I haven't posted anything in forever.

I'm sorry.

Life, you know?

Disclaimer: Don't own.

Reviews welcome.


Convalescence

"I love you," he says, brushing the bangs out of his eyes and leaning against the wooden post, legs a million miles long and still running.

She twists her fingers together.

"I love you too," she replies.

"Do you?" he drawls, staring at her.

"Yes."

He snorts.

"Then why do you make it seem like you're prisoner?"

She plays with the ribbon on her wrist, red splash against an expanse of starry skin.

She does not respond.

"Well," he stretches, cat-like, "you can go if you want to. Nothing's stopping you."

(It's hard to believe that once upon a time, they were a fairy tale.)

She runs her hands through her undone hair, shakes out the passion left in her, and rests her chin on her palms before smoothing the fine wrinkles in her tight dress.

"Not the moon or the sky or the sun…" he murmurs, "it's just the five feet between you and me and we're finally here."

He pauses, letting the moment drown into the waves and ripples of half understood meanings and metaphors and allegories, whichever one made girls talk and boys blush.

He considered it an art.

He isn't sure of what art was these days.

He finds he didn't care.

"We're finally here. Together."

(They are beautiful and untouchable, and no one can hurt them.)

She bobs her head up and down, fingers splayed out across her knees. "Together."
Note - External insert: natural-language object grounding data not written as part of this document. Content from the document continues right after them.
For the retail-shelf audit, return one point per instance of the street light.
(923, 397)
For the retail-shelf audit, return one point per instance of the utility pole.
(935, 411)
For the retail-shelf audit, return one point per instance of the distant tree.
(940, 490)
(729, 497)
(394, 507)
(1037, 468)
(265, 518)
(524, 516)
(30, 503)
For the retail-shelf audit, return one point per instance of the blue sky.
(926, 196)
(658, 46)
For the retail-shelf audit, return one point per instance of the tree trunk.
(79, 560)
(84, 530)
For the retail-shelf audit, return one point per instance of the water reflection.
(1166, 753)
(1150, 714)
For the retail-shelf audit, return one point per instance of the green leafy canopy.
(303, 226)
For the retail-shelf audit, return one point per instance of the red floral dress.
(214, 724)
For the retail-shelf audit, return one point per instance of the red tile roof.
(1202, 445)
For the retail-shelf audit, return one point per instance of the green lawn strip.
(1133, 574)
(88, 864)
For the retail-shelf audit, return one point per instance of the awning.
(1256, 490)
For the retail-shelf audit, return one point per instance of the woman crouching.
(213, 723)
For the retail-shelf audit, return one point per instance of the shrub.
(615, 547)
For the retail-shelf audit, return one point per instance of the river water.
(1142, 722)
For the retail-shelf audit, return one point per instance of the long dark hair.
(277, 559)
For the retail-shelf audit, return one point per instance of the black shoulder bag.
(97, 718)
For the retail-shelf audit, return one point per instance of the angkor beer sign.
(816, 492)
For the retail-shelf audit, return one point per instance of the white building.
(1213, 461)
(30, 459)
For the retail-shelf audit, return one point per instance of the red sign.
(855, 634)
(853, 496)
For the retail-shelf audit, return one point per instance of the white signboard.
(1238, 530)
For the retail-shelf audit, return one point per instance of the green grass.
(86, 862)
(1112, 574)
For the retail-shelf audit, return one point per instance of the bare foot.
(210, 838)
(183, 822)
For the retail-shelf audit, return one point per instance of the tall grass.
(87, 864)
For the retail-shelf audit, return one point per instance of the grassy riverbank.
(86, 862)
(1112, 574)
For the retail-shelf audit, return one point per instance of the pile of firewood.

"We're too 'now and forever', don't you think?" he laughs as he looks at her expression, her eyes imperceptibly widened, mouth curled up, and cheeks flushed a delicate rose.

"Don't answer that," he continues on, "it's fine. It's completely reasonable as well. I love you and you love me."

Silence.

"Therefore, you're afraid that over time, it'll become 'I love you because you love me' and 'you love me' because, well, I love me, and I love you."

She shakes her head; he's spoken in too many of these metaphors and allegories, and she has no way to respond to his simple declarations-turned invisible-homilies.

She tries anyway.

"It's not that," she attempts to smile.

She fails, in so many ways.

"Then what is it?" he leans forward fluidly, symbolic angel, gorgeous devil.

The words can't come to her mouth and she struggles to maintain her composure.

His eyebrows are raised almost nonchalantly.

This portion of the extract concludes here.